Nach derzeitigen Erkenntnissen seien insgesamt vier Fahrräder und Tretroller abhanden gekommen. Die Kollegin der Flüchtlingshilfe sei wegen der Sache mehrmals in der Luisenstraße gewesen, hieß es aus dem Rathaus weiter. Es werde aber weiter geprüft, „ob es zu weiteren Verlusten kam“, so Gusowski. Geprüft werde außerdem, ob eine Versicherung einspringt.

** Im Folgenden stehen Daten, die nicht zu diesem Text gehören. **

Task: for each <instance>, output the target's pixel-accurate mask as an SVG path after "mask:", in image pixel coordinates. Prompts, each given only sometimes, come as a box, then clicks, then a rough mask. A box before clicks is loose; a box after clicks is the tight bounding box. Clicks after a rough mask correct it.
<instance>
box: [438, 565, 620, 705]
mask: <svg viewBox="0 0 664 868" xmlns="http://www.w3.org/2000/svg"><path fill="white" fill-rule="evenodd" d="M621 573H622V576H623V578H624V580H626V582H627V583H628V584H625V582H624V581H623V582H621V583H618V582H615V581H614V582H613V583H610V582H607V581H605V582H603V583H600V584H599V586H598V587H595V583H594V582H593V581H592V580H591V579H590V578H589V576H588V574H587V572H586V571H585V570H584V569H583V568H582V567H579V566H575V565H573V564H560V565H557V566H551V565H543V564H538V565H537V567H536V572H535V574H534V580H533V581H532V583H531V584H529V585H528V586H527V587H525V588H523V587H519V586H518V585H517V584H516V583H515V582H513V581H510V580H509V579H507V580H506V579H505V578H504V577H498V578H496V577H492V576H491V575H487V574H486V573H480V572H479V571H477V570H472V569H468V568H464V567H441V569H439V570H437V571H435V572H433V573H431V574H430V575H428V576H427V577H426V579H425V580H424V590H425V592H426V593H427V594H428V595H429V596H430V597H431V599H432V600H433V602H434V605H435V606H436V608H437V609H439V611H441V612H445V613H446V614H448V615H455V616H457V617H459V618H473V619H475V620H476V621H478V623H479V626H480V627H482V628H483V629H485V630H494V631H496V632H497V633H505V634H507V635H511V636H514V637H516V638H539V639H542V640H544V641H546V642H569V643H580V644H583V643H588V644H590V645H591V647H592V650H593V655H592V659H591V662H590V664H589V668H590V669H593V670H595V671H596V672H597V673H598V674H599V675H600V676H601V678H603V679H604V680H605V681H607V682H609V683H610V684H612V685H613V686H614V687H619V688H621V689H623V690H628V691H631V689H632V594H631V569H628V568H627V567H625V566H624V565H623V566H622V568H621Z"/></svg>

Einen Versuch, die Sache wieder hinzubiegen, gab es indes auch: Die Stadtverwaltung will versuchen, ersatzweise gebrauchte Fahrräder zu organisieren. So richtig überzeugend findet Önder Barışcıoğlu das bisher aber nicht: „Das zeigt, wie unzureichend der gesamte Vorgang vorbereitet, begleitet und nachbereitet wurde.“
Was passiert, wenn außerhalb der Dienstzeiten im Rathaus etwas passiert? In Burscheid ist das nach jüngsten Erfahrungen eine offene Frage. Am Freitag, 17. April, sei in der Unterkunft für Geflüchtete an der Luisenstraße der Strom ausgefallen, berichtet Önder Barışcıoğlu. Daraufhin habe ihn ein Bewohner angerufen, weil er nicht wusste, wer ihm helfen kann. In der Unterkunft habe er nur eine Kontakt-Telefonnummer gefunden: ein Festnetz-Anschluss der Stadtverwaltung. Dort habe aber am Freitagnachmittag niemand abgenommen. Der Effekt: „Über das ganze Wochenende“ habe es in der Unterkunft an der Luisenstraße keinen Strom gegeben.
Im Ausschuss für Chancengerechtigkeit und Integration habe man das Thema nicht sehr hoch gehängt, berichtet Barışcıoğlu. Er – und mit ihm die SPD-Fraktion im Burscheider Stadtrat – hält das für „nicht akzeptabel“. Nutzer von Liegenschaften der Stadt müssten „eine feste Notfallnummer oder verlässliche Anlaufstelle für akute Probleme wie Stromausfall oder Wasserschäden“ haben.
Von der Stadtverwaltung hieß es jetzt auf Anfrage, dass die in den Unterkünften wohnenden Personen „mit den grundlegenden Abläufen im Notfall vertraut seien“. Sie seien außerdem „untereinander sowie mit ehrenamtlich Engagierten vernetzt“. Einen gesonderten Bereitschaftsdienst gebe es „wie in anderen Bereichen der Verwaltung“ nicht. Bisher hätten sich „die bestehenden Strukturen als sehr gut funktionsfähig erwiesen“, so Rathaus-Sprecherin Gusowski.